Although Hill and Wong are hopeful about the promise of EMR eye treatments, this procedure is in very early stages, they said. The next steps are studies in living animals, and more specific tests to assess which specific vision issues this process can correct, like near- and farsightedness and astigmatism.
“Like any other medical technology it’s a process, and you have to go through a fair amount of testing,” Wong told Live Science. This includes testing more with animal tissues and with live animals, resolving any issues that arise, and eventually moving on to various phases of clinical trials in humans.
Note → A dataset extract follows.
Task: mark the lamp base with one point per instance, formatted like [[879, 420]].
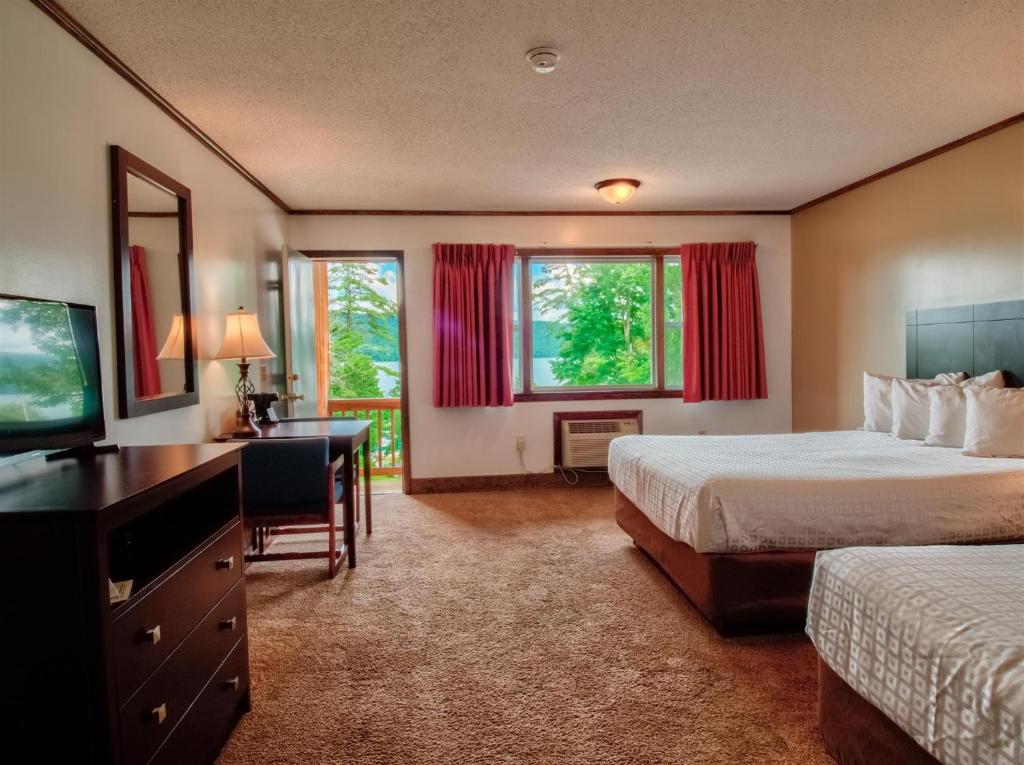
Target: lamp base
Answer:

These early preclinical tests of the method are promising in that they show the procedure is safe for eye cells and that the cornea remains clear after EMR alteration, Maria Walker, an optometrist at the University of Houston, told Live Science. But further testing would need to investigate possible longer-term effects. “It might be safe and the cornea might be clear, but then what happens in a month?” said Walker.
Some issues with laser eye surgery, although rare, come from heat transfer to the cornea, which EMR techniques would avoid, Walker noted. “My impression is cautiously optimistic,” she said. “I think it’s promising.”
If the method is proven to be successful and safe in humans, it could someday offer an alternative or complement to LASIK that’s possibly reversible — since it’s not actually removing any tissue, just rearranging it — and cheaper, the researchers suggest.
“You can’t treat every single problem of the cornea with LASIK, there are areas where it simply doesn’t have application,” said Wong. There are certain patients who aren’t good candidates for LASIK. “So I think there are areas where this would have value complementing LASIK.”
The cost of EMR equipment would also be cheaper than laser equipment, said Wong, which could potentially make it accessible to more patients looking to correct their vision.
This article is for informational purposes only and is not meant to offer medical advice.